Tell me about Burkean Conservatism.
>>1371369
>What we do is good because we've always done it like that
>>1371373
/thread
A man full of warm, speculative benevolence may wish his society otherwise constituted than he finds it, but a good patriot and a true politician always considers how he shall make the most of the existing materials of his country. A disposition to preserve and an ability to improve, taken together, would be my standard of a statesman. Everything else is vulgar in the conception, perilous in the execution.
>>1371373
Is he wrong?
Very cautious liberalism.
>>1371403
Obviously. Can you seriously not countenance the thought of a tradition that is harmful or even simply outdated? The entire French Revolution which he so sharply condemned only happened because the French nobility had been outdated for centuries. There were but a mere shadow of the entirely justified medieval warrior-nobility and had become a pure leisure class with unearned privileges simply because those privileges were what they always had.
>>1371451
But Burke was not against change, he was against revolutionary change which he feared would bring worse outcomes than doing nothing.
"Our patience will achieve more than our force"
>>1371451
Wrong in what respect?
Your initial premise indicates that Burke only had only one grievance against the revolution, and the grievance was tradition. Or rather, bad tradition. Are you sure? How do you define bad tradition?
Burke presented a number of arguments against the revolution. Most notably against the means and end result of the revolution.

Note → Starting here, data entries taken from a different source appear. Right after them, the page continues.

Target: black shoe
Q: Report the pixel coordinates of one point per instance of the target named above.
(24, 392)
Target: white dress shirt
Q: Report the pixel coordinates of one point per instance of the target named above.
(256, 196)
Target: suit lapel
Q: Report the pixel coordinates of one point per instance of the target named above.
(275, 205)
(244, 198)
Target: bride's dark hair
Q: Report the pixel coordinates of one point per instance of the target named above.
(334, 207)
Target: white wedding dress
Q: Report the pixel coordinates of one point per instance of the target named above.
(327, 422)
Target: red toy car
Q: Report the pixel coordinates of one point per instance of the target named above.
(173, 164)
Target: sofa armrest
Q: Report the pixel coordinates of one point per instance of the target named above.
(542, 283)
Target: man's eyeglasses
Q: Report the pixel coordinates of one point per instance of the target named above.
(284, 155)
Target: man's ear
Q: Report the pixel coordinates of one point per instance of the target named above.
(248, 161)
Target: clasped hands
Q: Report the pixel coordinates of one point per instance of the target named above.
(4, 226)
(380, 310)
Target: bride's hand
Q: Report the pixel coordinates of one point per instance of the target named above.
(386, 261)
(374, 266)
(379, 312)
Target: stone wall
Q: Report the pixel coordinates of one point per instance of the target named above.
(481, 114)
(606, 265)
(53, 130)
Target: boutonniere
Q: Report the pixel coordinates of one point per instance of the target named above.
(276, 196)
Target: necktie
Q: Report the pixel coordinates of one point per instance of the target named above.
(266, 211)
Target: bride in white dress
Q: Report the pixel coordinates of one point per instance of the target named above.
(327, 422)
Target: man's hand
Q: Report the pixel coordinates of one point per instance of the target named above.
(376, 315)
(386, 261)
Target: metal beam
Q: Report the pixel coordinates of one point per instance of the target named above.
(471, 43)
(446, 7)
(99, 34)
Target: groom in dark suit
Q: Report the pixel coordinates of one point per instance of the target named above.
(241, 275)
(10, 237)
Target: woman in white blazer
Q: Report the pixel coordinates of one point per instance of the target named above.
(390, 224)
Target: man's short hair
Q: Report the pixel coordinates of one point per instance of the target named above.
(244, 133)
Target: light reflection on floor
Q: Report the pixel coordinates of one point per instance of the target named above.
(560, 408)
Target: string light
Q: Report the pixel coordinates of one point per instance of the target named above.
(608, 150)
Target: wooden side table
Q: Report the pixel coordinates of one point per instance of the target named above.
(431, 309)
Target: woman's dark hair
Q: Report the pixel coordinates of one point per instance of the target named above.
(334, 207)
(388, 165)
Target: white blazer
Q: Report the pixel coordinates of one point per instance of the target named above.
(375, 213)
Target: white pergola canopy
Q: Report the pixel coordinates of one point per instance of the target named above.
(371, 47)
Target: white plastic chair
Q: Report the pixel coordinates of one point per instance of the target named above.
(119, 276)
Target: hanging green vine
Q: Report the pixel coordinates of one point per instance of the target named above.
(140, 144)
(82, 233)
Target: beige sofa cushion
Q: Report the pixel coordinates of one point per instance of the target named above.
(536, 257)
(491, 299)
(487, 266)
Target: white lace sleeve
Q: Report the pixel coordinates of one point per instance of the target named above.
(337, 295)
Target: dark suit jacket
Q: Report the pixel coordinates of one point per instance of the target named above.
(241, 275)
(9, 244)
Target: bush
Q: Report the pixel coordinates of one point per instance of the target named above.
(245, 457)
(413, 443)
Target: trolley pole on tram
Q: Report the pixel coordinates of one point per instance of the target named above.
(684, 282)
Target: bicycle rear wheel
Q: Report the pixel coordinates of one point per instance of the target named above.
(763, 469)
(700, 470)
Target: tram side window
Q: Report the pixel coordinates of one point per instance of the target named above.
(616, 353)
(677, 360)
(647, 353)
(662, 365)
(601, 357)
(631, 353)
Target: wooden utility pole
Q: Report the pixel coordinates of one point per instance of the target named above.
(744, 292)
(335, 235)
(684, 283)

A number of French ignored the tradition of law. Instead, anyone who the public deemed to be a collaborator to the lack of their own lot, deserved to be set right. More often that not this involved the seizure of private property by illegal means. As well as, most notably, corporal punishment, or execution by illegal means.
>>1371451
Tell me, are you in favor of the tradition of inheritance. What is your reasoning?